Editorial El Mundo

PEDRO Sánchez nos ha acostumbrado a las primeras veces. La primera vez que un secretario general defenestrado retorna a la secretaría general, o que triunfa una moción de censura, o que se gobierna España con los votos de los partidos que han protagonizado un golpe a la Constitución. No toda primera vez que sucede algo, como vemos, sucede para bien. Desde que se anunció la fecha de la convocatoria electoral, Sánchez está incurriendo en otra ominosa primera vez: es la primera vez, como ha denunciado Ana Pastor, que se abusa del decreto ley de la forma en que lo está haciendo el sanchismo. Hasta ahora se había reservado la actividad legislativa de la Diputación Permanente para medidas de «extraordinaria y urgente necesidad», como exige el artículo 86 de la Constitución; necesidades tales como afrontar los efectos de una inundación en Canarias o del terremoto de Lorca. Pero es la primera vez que un presidente, con las Cortes disueltas, acelera la manivela del decretazo con coartada social para comprar votos en plena precampaña y de paso retratar a la oposición como antisocial si se atreve a discrepar votando en contra.
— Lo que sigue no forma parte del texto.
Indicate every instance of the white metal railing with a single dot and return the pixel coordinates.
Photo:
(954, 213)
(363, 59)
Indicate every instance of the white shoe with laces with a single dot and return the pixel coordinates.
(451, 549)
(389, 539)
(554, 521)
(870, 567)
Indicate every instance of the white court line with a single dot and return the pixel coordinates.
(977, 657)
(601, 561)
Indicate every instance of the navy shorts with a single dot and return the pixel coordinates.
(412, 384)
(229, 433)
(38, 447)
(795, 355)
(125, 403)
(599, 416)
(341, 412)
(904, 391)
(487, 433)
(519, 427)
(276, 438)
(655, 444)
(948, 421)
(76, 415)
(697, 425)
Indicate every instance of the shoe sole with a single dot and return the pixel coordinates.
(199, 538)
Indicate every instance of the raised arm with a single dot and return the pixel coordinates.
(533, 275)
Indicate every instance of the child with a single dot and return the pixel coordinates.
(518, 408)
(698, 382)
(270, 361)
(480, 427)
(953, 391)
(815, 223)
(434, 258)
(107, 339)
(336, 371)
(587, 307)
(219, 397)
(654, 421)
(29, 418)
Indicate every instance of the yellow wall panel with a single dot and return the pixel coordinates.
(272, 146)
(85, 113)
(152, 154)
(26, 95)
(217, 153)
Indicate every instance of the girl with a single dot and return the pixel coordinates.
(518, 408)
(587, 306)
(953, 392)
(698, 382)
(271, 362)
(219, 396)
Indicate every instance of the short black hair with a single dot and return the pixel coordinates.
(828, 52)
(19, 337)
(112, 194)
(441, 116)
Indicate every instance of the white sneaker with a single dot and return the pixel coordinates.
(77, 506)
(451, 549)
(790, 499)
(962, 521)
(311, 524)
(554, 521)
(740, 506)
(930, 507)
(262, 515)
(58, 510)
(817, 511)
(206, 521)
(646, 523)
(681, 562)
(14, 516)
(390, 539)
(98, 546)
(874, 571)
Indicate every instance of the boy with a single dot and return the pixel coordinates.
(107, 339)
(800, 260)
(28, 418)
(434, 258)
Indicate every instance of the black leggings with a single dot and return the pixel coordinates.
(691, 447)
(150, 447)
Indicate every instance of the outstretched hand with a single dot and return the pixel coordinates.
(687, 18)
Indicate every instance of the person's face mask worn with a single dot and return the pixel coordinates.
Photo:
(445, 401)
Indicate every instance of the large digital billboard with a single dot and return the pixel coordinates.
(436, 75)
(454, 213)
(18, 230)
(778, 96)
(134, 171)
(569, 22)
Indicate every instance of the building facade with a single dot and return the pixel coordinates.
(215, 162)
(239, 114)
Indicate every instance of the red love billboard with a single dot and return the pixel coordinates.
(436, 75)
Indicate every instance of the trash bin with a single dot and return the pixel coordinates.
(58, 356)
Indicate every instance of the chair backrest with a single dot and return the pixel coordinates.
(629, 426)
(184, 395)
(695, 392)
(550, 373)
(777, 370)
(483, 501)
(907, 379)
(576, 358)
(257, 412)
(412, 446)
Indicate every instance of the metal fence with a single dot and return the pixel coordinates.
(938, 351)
La adopción ordinaria de medidas extraordinarias es el rasgo que delata al arbitrista. Quien durante nueve meses ha tratado de compensar su exigua representación de 84 escaños con un descarado ninguneo de la Cámara Baja, sede de la soberanía de todos los españoles, profundiza ahora su deriva autoritaria por groseros propósitos electoralistas. Sánchez ha batido todos los récords de unilateralismo legislativo en relación con el tiempo que lleva en Moncloa. Lo cual revela un abierto desprecio del pluralismo parlamentario y una obsesión sincera por el mantenimiento en el poder a toda costa. De los seis decretos aprobados ayer, solo el que proponía medidas de protección para los españoles en caso de Brexit sin acuerdo cumple con el requisito de urgencia constitucional; todos los demás –desde la ampliación de los permisos de paternidad a los chapuceros subsidios para parados mayores de 52 años (uno de cada tres no se están concediendo), por no hablar de la prórroga del permiso a ayuntamientos y comunidades para gastar su superávit sin destinarlo a amortizar deuda– despiden un tufo electoralista al precio de un incremento del déficit que Bruselas mira con preocupación.

Pero lo más degradante de la foto que ayer reeditó la alianza de la moción de censura, prebendas al PNV aparte, fue el decisivo voto de Bildu, del que Otegi corrió a ufanarse. Otra primera vez: que los testaferros de la banda asesina, sin haber condenado explícita e inequívocamente sus crímenes sin recurrir a eufemismos cobardes, posean el poder de condicionar la acción del Gobierno de España. Pero lo poseen porque Pedro Sánchez se lo ha concedido. Porque Sánchez es capaz de hacer eso –blanquear a los batasunos– y de hacer que pase otra vez tras el 28-A.